Treating With Venetoclax for Chronic Lymphocytic Leukemia: Samantha’s Story - Episode 6
Nitin Jain, MD: We started Samantha on treatment with venetoclax with an antibody called rituximab. The reason we chose venetoclax for her was that it was a time-limited therapy for our patients. Venetoclax is typically combined with an antibody. There is an antibody called obinutuzumab, which is approved in the frontline setting, and there is also an antibody called rituximab, which is approved in the relapsed/refractory setting when you combine it with venetoclax. The reason we combine venetoclax with an antibody is because studies have shown that if you combine them, the chance of achieving a deep remission, called an MRD [minimal residual disease]-negative remission, is higher. Using venetoclax in combination with an antibody has become the new standard.
There are other therapies available for patients with CLL [chronic lymphocytic leukemia], including drugs such as ibrutinib and acalabrutinib. We still have a role for chemotherapy, such as FCR [fludarabine, cyclophosphamide and rituximab], which is a chemotherapy regimen, for a very select group of patients. The majority of patients today are receiving targeted therapy. Samantha, we discussed these therapies with you, specifically venetoclax, in addition to ibrutinib and acalabrutinib. Acalabrutinib was not available at that time, but ibrutinib was. What information led you to proceed with the venetoclax therapy?
Samantha Rine: The appealing aspect of the venetoclax treatment was it being about one year in length. You said venetoclax was either one or two years in duration, depending on how I responded, and I wouldn’t have to be on a drug for the rest of my life. You said there would be little to no side effects. As I had a minor blood clot in one of my lungs, there was a risk of the other therapy you mentioned not being a good fit. Therefore, being a new patient with a brand-new diagnosis and not knowing anything about leukemia, I deferred to your expertise.
Doug Rine: What I thought was interesting was that rituximab/venetoclax was not actually an approved first-line treatment at that time. However, understanding that you were working on the treatment personally, and seeing that it had such good results as a new treatment, was encouraging.

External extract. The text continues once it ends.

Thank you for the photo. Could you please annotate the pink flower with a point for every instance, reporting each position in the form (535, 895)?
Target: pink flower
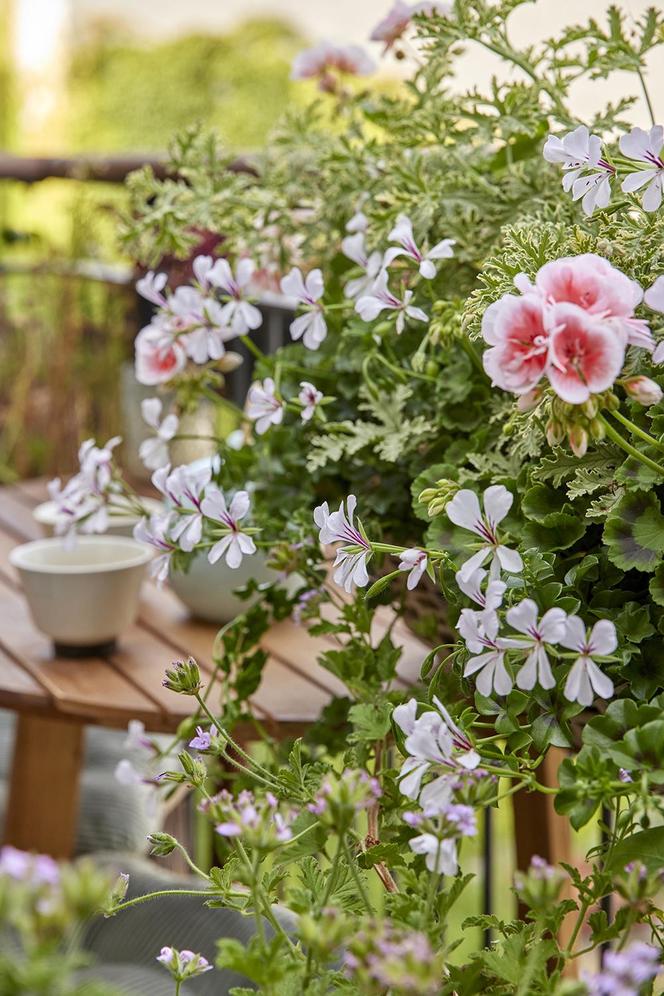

Nitin Jain, MD: Similar to Samantha, we have patients coming for new treatment with CLL, and there are many options available for them. We have venetoclax, which is what Samantha received, but we also have treatments with ibrutinib and acalabrutinib. Specifically, those treatments involve pills that are supposed to be taken for life. They work well and control the leukemia as long-term therapies. Pros for these long-term therapies include them being somewhat easier to get started with. Moreover, you don’t have to monitor the blood counts that often, and it doesn’t lower the blood counts often as well. Thus, there is an increased ease of getting started with the treatment, although these therapies are supposed to be taken long term.
I present both the options to the patients, lifelong therapy versus one-year therapy. Then I let them decide which therapy they want based on their lifestyle and how often they want to come to Houston to see us. If you are starting on venetoclax and if you are doing the infusions, you must come once a month. However, if you are on these other pills, it is fewer visits to the doctor early on. Now we have many options for our patients with CLL. We can choose for the patients and let them decide which option they want. Regarding side effects, the only thing you had Samantha was the neutropenia, the low blood counts?
Samantha Rine: Correct.
Nitin Jain, MD: That aside, a small number of patients complain of loose stools or skin rash. But you did not have those side effects, correct?
Samantha Rine: I did not have any of those side effects.
Nitin Jain, MD: That’s wonderful. Most patients do not know they’re receiving the treatment because they feel fine. And it’s only when they go to the doctor, and they check blood counts, will they say, “Oh, your neutrophil count is low, we need to hold the drug." However, you won’t feel any differently if you have a low neutrophil count because your body won’t tell you anything is wrong.
Comparing Samantha to other patients in the practice, it is very similar. Most of the time we deal with monitoring the blood counts, and calling the patients and letting them know what their blood counts are. But if you ask for symptoms, “are you having any side effects from the drug itself, like nausea, vomiting, or diarrhea,” those things are relatively few. Very few patients have those side effects.